Augusto Diniz – Quantas pessoas trabalham no monitoramento de pastagens?
Leandro Parente – São todos que estão nesta sala direta envolvidos [no momento em que a entrevista foi gravada, menos de dez pessoas estavam no local. No site do Lapig, consta que 24 pessoas, alunos de cursos de graduação, mestrado e doutorado, além de um técnico de informática, compõem o Núcleo de Sensoriamento Remoto Orbital]. Temos outras pessoas que estão vinculadas ao programa de pós-graduação.

O mapeamento das áreas de pastagens foi feito de forma automática. Mapeamos usando algoritmos de inteligência artificial e de aprendizado de máquina. Só que os algoritmos precisam do que chamamos de amostras de treinamento. Temos um conjunto de intérpretes que olham alguns pontos e falam o que é um pasto, o que é uma floresta, o que é agricultura. Usamos essas coordenadas para treinar um algoritmo, uma abordagem de classificação automática, que opera sobre as imagens de satélite e consegue gerar isso para o Brasil inteiro.

Augusto Diniz – As pessoas que participam da pequisa são de quais áreas?
Leandro Parente – Temos alunos e pesquisadores da Geografia, das Ciências Ambientais, da Ciência da Computação, Sistema de Informação e Estatística.

Augusto Diniz – Há diferença entre o trabalho de pesquisa e a pesquisa acadêmica realizada no núcleo específico?
Leandro Parente – São questões que caminham juntas. Existem pessoas que entram no programa de pós-graduação com um tema mais específico. O professor Laerte [Guimarães Ferreira, docente ligado ao Lapig] tenta direcionar o tema de mestrado ou doutorado que é realizado para algum projeto de pesquisa, como o de monitoramento de pastagens.
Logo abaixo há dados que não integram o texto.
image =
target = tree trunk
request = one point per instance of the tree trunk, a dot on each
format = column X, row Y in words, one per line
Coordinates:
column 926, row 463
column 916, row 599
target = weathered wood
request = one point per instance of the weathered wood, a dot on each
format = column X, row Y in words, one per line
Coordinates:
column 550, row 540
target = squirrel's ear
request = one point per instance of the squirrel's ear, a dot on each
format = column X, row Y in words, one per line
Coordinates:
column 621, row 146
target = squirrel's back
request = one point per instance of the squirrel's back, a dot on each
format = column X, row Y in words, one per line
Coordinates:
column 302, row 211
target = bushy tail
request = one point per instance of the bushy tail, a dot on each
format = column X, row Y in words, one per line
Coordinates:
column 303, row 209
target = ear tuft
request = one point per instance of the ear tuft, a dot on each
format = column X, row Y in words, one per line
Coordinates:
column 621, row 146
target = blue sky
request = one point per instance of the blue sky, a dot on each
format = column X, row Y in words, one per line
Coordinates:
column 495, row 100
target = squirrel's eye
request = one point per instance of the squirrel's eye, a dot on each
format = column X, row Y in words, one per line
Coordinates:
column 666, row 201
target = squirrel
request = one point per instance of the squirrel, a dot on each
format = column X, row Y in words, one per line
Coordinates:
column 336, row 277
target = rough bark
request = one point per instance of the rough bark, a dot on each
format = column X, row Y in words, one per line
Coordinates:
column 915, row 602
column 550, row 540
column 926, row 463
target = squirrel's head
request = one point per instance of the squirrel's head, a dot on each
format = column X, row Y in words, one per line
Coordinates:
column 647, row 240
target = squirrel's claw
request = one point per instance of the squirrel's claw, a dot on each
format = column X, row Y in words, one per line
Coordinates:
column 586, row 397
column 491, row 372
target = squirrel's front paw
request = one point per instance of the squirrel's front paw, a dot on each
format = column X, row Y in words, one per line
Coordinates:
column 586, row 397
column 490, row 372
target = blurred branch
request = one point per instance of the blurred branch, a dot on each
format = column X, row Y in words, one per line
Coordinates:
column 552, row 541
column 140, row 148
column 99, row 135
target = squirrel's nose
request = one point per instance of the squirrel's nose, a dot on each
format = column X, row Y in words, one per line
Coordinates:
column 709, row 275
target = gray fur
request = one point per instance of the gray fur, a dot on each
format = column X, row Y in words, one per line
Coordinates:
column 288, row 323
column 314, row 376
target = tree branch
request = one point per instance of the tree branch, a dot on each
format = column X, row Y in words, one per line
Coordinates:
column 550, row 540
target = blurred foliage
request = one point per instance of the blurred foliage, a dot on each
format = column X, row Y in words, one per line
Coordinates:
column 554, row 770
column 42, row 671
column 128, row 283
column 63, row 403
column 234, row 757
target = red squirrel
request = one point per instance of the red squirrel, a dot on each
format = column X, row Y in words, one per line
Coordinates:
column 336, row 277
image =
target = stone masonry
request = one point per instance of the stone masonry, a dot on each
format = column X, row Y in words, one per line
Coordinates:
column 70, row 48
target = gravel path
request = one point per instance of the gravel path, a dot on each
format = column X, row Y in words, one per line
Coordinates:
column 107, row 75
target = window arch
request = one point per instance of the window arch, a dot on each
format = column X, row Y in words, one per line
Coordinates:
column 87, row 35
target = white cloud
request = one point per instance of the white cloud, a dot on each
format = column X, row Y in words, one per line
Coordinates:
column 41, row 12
Tentamos fazer as duas coisas. Meu mestrado foi realizado dessa forma. Trabalhei em um projeto de pesquisa que tinha como objetivo gerar o mapa de pastagem para o Brasil de um ano, que era o de 2015. Para atingir o objetivo foi preciso fazer revisão bibliográfica, trabalhar com abordagem de pesquisa, mas muito orientado a quem financiava nossa pesquisa. Boa parte do nosso financiamento vem do terceiro setor, de fundações de apoio à pesquisa.

Na época, éramos financiados por uma fundação americana, a Gordon and Betty Moore Foundation. É uma fundação vinculada à Intel, que fabrica processadores para computador. Eles têm vários projetos no Brasil e colocam muito dinheiro no nosso País pensando na parte de sustentabilidade ambiental. Um dos gaps (lacunas) de informação que se tinha era a questão da parte de pastagem. A Gordon and Betty Moore Foundation financiou nosso laboratório para produzir dados que chamamos de dados primários.
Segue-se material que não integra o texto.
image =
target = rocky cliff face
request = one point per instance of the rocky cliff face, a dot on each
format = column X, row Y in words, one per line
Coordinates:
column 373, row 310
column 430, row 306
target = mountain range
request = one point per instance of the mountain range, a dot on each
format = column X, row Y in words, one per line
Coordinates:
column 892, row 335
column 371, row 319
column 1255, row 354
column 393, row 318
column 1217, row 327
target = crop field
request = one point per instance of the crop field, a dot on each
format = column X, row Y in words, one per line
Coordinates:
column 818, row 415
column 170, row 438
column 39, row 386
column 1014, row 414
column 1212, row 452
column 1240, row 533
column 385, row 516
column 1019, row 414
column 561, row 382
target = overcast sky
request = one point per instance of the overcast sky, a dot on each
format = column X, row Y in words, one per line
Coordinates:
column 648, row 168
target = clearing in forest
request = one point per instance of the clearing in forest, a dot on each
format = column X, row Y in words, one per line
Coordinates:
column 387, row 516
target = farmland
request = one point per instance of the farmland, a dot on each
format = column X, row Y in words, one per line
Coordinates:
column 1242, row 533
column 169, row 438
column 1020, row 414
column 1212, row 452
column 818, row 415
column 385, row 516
Não tínhamos um mapa de pastagens para o Brasil todo até a realização da pesquisa. O mapa mais recente era de 2002. E tinha sido feito por critérios manuais. Era basicamente um exército de pessoas olhando imagens para dizer se tratava-se de pasto ou agricultura. Foi um projeto financiado pelo governo brasileiro.
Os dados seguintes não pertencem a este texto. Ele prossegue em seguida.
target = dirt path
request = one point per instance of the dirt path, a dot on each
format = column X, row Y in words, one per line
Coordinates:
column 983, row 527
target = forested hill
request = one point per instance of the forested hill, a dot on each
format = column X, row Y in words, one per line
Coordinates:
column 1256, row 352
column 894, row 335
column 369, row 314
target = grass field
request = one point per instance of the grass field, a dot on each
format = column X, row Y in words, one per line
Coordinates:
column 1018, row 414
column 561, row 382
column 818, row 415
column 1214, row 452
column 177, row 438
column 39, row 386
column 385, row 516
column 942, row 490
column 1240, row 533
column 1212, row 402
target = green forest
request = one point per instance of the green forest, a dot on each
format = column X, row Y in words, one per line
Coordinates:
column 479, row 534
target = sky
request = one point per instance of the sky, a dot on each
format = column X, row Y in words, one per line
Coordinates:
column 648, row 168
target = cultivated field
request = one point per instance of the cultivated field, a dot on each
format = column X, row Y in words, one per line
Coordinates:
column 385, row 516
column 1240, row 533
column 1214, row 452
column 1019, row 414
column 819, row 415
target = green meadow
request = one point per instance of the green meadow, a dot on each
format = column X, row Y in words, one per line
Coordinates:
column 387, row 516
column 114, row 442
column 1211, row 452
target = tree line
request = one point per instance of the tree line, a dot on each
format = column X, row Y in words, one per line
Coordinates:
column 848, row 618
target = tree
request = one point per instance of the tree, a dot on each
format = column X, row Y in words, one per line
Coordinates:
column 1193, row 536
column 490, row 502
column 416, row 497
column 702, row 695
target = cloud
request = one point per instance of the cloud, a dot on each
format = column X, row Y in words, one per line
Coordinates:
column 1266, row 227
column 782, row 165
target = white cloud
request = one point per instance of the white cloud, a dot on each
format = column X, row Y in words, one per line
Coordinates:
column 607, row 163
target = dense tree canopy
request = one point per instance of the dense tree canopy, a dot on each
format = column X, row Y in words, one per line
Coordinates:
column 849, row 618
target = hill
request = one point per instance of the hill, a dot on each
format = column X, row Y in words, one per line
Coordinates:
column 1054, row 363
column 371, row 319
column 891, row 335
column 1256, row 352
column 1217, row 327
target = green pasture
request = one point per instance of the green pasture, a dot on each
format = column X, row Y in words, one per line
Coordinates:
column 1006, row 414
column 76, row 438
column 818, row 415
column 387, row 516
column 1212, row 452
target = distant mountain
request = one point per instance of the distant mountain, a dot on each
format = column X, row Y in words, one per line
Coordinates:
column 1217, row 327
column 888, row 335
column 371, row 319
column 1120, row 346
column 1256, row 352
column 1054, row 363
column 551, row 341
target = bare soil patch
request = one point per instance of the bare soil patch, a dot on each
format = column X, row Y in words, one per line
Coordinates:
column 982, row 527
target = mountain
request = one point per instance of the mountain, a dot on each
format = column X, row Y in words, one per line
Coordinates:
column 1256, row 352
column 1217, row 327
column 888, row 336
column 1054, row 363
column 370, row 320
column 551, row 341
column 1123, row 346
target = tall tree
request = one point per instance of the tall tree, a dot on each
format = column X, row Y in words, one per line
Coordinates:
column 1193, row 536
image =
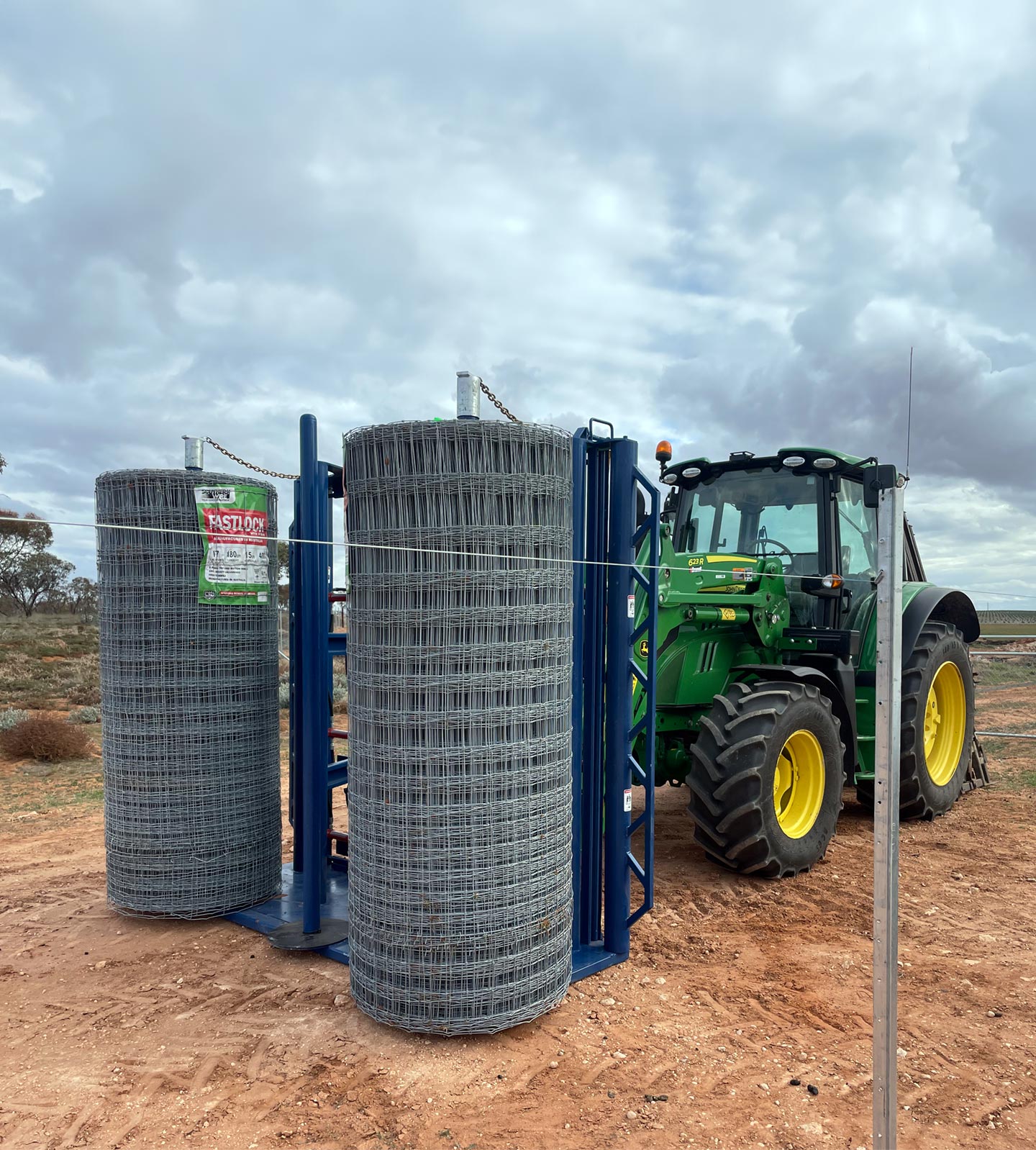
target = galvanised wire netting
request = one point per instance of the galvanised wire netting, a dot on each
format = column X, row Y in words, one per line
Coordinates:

Augusto Diniz – Também por meio de imagens de satélite?
Leandro Parente – Tudo por imagem de satélite.

Italo Wolff – Quando veio a contribuição da identificação por meio de inteligência artificial?
Leandro Parente – Veio no meu mestrado. Quando fomos trabalhar com este desafio de investigação de pesquisa, dado a quantidade de pessoas que tínhamos, quisemos trabalhar com o método automático para identificação das áreas de pastagem. Geramos as amostras de pastagem, áreas que sabíamos que eram de pastagem e aqueles que não eram para o treinamento e desenvolvemos uma abordagem para fazer a classificação automática baseada em algoritmos de aprendizado de máquina. Minha formação é em Ciências da Computação. Fiz o mestrado nas Ciências Ambientais, mesma área do doutorado que estou fazendo.

Italo Wolff – O algoritmo foi desenvolvido por vocês?
Leandro Parente – Não especificamente. Usamos um algoritmo clássico na computação chamado random forest. Mas o todo o encadeamento do processo, a abordagem de classificação, nós que fizemos. O algoritmo existe e é usado em diversas áreas. A aplicação do algoritmo nas imagens, como isso deveria ser feito, a criação das amostras e todo o processo para gerar o mapa fomos nós que desenvolvemos.

Depois que definimos a abordagem de classificação, com contribuição científica, que se tornou artigo publicado, veio o segundo esforço de gerar os dados ao longos dos anos, que também se tornou uma nova publicação. Geramos o primeiro mapa para um ano e depois conseguimos aplicar o conceito para séries históricas. Quando começamos a gerar os mapas de pastagem, começamos a fazer parte do Método Londres, que é um projeto de mapeamento que trabalha com o mesmo intervalo e que mapeia o Brasil inteiro, mas não só na parte de pastagem.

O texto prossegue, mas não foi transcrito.